В заметках путешественников встречаются и некоторые критические суждения об «обыкновенных» для России нормах поведения в широком контексте (сфера обслуживания, отношения между незнакомыми людьми, этикетные формы межсословного общения). Так, А. Милюков в записках о путешествии по Финляндии приводил случай, когда они с попутчиком захотели осмотреть вид с мызы; в отсутствие хозяев их приняла экономка, напоила кофе. От предложения взять ту плату, которую полагает справедливой, она не отказалась, но ограничилась весьма незначительной суммой. Милюков использовал этот случай как повод, чтобы напомнить об испорченности нравов в России[772]. В этом случае, разумеется, нельзя говорить о строго «этнографическом» взгляде на объект, поскольку речь идет об обыденных социальных стереотипах. В описании религиозных обычаев поляков обращает на себя внимание подчеркиваемое многими авторами сходство с русскими – в частности, набожность и строгое соблюдение постов[773].
Необходимо упомянуть еще об одном ракурсе в этой мозаике сравнений. Некоторые авторы вполне отдают себе отчет в том, что позитивный образ финна складывается зачастую на фоне русско-финского сопоставления. Рассмотренные с другой точки зрения, в частности в шведско-финском ракурсе, финские реалии (в том числе и этнографические) могли интерпретироваться иначе. В очерке о поездке в Гельсингфорс по пути из Швеции в Россию В. Дедлов замечал: «После нашей столицы впечатление миниатюрности скрадывается новизною: в Финляндии все иначе, чем у нас. Когда же попадаешь в страну из Швеции и видишь, что финляндские порядки и обычаи – рабское подражание шведским, замечаешь, что эта копия со Швеции чуть ли не модельных размеров»[774]. Здесь можно вспомнить аналогичный взгляд, но в другом направлении – А.Ф. Риттиха на карел: он совершает путешествие из России в Финляндию, и контраст – в пользу «финских карел».
Заметим, что в этнографических очерках о финнах-финляндцах сопоставление со «своим» – русским крестьянином встречается много чаще, чем в описаниях поляков. Это неслучайно и, на наш взгляд, вероятнее всего может быть объяснено теоретической посылкой о доминировании природного фактора как определяющего материальное благосостояние народа.
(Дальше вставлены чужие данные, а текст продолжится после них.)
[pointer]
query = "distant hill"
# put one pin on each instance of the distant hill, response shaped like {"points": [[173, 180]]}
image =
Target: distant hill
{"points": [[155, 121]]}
В этом отношении сравнение финских и русских (великорусских) крестьян давало больше материала для обнаружения этнокультурных отличий при похожих природных условиях. Исторический путь Финляндии, не имевшей государственности и находившейся под иноземным господством, также не мог быть оценен как благоприятствующий развитию. Следовательно, проблема находилась в другой области.
Отличия же между польским и русским крестьянством были более значительны по всем параметрам: обеспечивающие развитие и процветание земледелия плодородные равнины, традиции независимого государства, способствующие сохранению самобытности, и т. д. Сравнение поляков с русскими чаще осуществлялось с точки зрения проблемы славянского родства и, в частности, степени сохранения дохристианских общеславянских свойств темперамента и быта: непременное гостеприимство (это качество считалось присущим всем народам на ранней стадии), горячая любовь к родине[775], семейные добродетели, «миролюбие» и славянская склонность к розни[776].
Необходимо подчеркнуть важную особенность, выявленную при анализе конструирования представлений о «другом»: и в случае осознаваемых процессов классификации, и при всяком «непредвзятом» описании осуществляется сравнение его со «своим» – однако лишь в том его понимании, в каком оно существует имплицитно в сознании наблюдателя.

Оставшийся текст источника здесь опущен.